El ex estadio Flor Blanca le hizo honor al actual nombramiento de “Mágico”, porque el hechizo se sentía
en el ambiente desde el momento en que se ingresaba al recinto ayer por la noche, cuando Luis Miguel
cautivó a las más de 15 mil almas que vivieron a plenitud su último concierto de la gira “33”.
Antes de la llegada de Luis Miguel, la salvadoreña Cecilia Regalado entretuvo a los asistentes con un menú
musical exquisito.
Con la puntualidad de un flemática dama inglesa, a las 8 de la noche apareció la mujer que de chica
grabó “El burrito sabanero”, con un elegante traje blanco. Era Cecilia Regalado, hoy con unos años de más,
pero con una calidad de voz impresionante.
Cecilia interpretó algunas rancheras como “Mátalas” (grabada originalmente por Alejandro Fernández), pero
también mostró su versatilidad y sus raíces tropicales al cantar “Bidi bidi bamba”, original de Selena.
Su carisma, su buena vibra y su afinadísima voz se sintieron en todo el estadio.

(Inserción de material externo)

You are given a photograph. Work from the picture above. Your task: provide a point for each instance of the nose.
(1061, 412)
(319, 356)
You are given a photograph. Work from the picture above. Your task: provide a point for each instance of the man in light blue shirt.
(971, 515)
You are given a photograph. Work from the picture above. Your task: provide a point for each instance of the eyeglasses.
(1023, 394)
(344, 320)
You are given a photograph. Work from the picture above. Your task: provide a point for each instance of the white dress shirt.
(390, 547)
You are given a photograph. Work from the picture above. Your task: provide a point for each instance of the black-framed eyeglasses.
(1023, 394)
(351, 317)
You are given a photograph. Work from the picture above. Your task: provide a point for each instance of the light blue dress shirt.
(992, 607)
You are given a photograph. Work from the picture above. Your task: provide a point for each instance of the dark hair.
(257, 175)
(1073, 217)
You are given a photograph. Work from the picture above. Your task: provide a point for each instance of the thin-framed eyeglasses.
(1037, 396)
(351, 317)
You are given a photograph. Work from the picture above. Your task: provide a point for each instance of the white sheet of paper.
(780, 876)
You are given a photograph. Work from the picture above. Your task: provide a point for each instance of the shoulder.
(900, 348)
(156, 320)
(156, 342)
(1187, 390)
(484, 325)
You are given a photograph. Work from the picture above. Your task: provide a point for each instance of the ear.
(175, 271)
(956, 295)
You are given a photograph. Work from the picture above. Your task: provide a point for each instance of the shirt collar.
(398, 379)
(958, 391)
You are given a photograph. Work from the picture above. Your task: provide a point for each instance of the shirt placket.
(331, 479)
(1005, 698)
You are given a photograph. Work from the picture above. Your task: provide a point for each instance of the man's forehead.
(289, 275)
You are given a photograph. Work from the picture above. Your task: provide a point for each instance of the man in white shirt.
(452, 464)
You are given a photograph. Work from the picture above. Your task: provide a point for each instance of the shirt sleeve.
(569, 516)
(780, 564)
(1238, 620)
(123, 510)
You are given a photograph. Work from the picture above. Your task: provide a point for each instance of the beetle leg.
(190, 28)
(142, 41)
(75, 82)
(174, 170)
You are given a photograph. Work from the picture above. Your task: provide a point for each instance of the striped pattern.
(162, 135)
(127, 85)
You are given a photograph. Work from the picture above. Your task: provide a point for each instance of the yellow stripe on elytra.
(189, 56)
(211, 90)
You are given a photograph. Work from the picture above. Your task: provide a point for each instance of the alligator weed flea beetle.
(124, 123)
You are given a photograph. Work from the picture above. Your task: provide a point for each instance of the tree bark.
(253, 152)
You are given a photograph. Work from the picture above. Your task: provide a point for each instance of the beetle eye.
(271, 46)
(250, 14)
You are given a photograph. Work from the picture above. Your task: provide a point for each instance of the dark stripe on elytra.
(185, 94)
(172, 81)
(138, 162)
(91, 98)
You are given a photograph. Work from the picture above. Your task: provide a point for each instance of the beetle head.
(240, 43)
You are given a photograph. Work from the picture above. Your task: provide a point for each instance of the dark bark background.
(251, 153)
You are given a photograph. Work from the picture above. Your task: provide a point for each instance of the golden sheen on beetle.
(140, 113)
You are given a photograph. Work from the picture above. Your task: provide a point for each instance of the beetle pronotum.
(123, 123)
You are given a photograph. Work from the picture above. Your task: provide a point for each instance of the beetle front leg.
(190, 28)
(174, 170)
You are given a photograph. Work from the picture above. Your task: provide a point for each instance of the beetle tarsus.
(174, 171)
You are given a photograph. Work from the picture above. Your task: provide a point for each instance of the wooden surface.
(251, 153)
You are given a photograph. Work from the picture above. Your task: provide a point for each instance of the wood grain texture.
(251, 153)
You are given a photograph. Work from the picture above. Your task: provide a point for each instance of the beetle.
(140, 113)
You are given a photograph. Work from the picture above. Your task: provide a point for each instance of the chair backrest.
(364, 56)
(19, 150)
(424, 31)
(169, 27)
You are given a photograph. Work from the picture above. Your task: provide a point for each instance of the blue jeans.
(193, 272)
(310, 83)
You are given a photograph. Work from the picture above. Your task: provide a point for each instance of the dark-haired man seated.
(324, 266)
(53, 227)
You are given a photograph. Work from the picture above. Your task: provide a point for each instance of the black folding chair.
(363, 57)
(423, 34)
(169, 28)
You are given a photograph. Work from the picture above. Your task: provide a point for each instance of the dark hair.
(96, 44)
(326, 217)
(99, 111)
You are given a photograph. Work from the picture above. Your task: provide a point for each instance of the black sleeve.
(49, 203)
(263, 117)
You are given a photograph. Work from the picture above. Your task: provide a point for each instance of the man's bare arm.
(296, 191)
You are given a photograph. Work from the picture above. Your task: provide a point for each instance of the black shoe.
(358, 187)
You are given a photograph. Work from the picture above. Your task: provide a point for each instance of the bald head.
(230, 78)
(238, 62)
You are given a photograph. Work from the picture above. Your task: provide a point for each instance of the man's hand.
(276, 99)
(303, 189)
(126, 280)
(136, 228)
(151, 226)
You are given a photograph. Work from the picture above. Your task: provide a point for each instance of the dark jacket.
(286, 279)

El “respetable”
la aplaudió y acompañó con palmas sus interpretaciones.
La cuscatleca le rindió un homenaje a Ana Bárbara con su tema “Bandido” y a Marco Antonio Solís “el Buki”

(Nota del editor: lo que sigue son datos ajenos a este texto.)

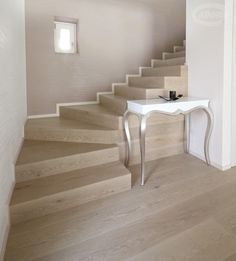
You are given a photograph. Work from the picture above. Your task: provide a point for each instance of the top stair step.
(178, 48)
(173, 55)
(169, 62)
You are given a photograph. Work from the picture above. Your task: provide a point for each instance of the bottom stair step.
(40, 197)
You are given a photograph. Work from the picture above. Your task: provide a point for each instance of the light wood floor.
(186, 212)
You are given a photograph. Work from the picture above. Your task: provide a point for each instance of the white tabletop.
(183, 105)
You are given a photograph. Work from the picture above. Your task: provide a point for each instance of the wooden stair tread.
(94, 108)
(43, 187)
(36, 151)
(61, 123)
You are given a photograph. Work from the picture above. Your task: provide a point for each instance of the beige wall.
(12, 100)
(115, 38)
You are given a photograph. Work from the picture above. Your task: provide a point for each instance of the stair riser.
(147, 82)
(170, 62)
(69, 199)
(118, 105)
(156, 124)
(179, 48)
(162, 71)
(83, 136)
(168, 83)
(173, 55)
(55, 166)
(138, 93)
(99, 119)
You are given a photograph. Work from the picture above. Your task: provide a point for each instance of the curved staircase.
(77, 157)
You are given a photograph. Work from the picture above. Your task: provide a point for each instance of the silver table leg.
(128, 137)
(186, 132)
(210, 123)
(142, 134)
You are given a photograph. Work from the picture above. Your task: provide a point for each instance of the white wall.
(234, 91)
(208, 58)
(12, 100)
(115, 38)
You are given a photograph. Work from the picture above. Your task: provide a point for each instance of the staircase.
(77, 157)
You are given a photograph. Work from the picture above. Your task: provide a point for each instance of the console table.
(143, 109)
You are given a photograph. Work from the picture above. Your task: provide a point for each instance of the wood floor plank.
(125, 211)
(181, 192)
(133, 239)
(207, 241)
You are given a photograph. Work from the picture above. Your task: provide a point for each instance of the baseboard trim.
(214, 164)
(4, 245)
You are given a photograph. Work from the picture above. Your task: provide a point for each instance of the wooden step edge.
(55, 166)
(70, 198)
(110, 120)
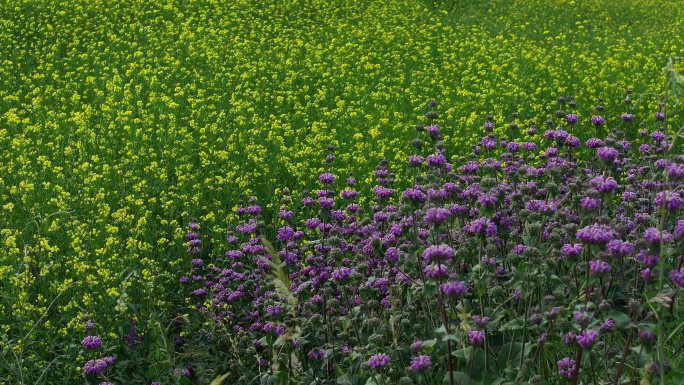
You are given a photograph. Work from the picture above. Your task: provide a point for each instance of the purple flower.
(481, 225)
(597, 120)
(620, 248)
(91, 342)
(513, 146)
(454, 289)
(518, 249)
(378, 361)
(627, 117)
(653, 235)
(420, 363)
(435, 160)
(607, 154)
(480, 322)
(595, 234)
(671, 199)
(96, 366)
(677, 276)
(587, 338)
(529, 146)
(566, 367)
(551, 152)
(438, 253)
(658, 136)
(599, 267)
(436, 271)
(476, 337)
(607, 326)
(341, 273)
(415, 160)
(326, 203)
(679, 229)
(572, 141)
(594, 143)
(488, 143)
(590, 204)
(254, 210)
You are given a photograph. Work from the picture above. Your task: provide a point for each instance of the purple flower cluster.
(378, 361)
(98, 366)
(566, 367)
(91, 342)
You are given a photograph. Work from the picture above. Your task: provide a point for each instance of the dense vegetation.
(123, 123)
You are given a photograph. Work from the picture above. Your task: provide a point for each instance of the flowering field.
(148, 146)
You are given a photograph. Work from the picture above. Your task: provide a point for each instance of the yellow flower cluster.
(120, 120)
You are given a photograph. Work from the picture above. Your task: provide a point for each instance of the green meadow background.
(121, 120)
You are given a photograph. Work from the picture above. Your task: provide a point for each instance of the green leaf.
(429, 289)
(345, 379)
(621, 320)
(460, 378)
(219, 380)
(511, 325)
(492, 378)
(509, 355)
(429, 345)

con la canción “Más que tu amigo”. La “bonachona” cantante se despidió de los salvadoreños diciéndoles: “Yo
quiero ser más que su amiga”.
El momento esperado
El aire se cortó por completo cuando Luis Miguel apareció alrededor de las 9 de la noche, vestido con un
elegante traje negro, corbata roja, completamente bronceado y luciendo un peinado recortado al estilo Elvis
(con copete al frente). Su show arrancó con una introducción atmosférica, con imágenes proyectadas en las
pantallas gigantes.
Luego, el cantante interpretó el tema “Vuelve”, parte de “33”, su última producción discográfica, que
enloqueció a las más de 15 mil personas asistentes, que respondieron con una gran ovación.
Luego llegó el turno de “Ahora que te vas”, también de su último disco, que dominó la mayor parte del
repertorio del artista.
El público reaccionó de mejor manera con el tema “Perfidia”, en donde fue notable la calidad del sonido,
especialmente en la zona preferencial.
Habían pasado nueve años desde la última vez que “el Sol” se posó sobre la noche salvadoreña. Como aquella
vez, la luna no reportó eclipse que la apagara.
El escenario que recibió a Luis Miguel era en realidad imponente y estaba dividido en dos secciones,
acompañadas de cinco pantallas gigantes (tres al centro y dos de proyección para el público ubicado en
los costados generales).
La banda que acompañó a Luis Miguel en el concierto estaba compuesta por un percusionista, tres metales,
dos tecladistas, un bajista, un guitarrista y ninguna corista.
Fue hasta la cuarta canción (“No sé tú”) que Luis Miguel interactuó con su público y, hasta las 10 de
la noche, no se había reportado ningún incidente que lamentar.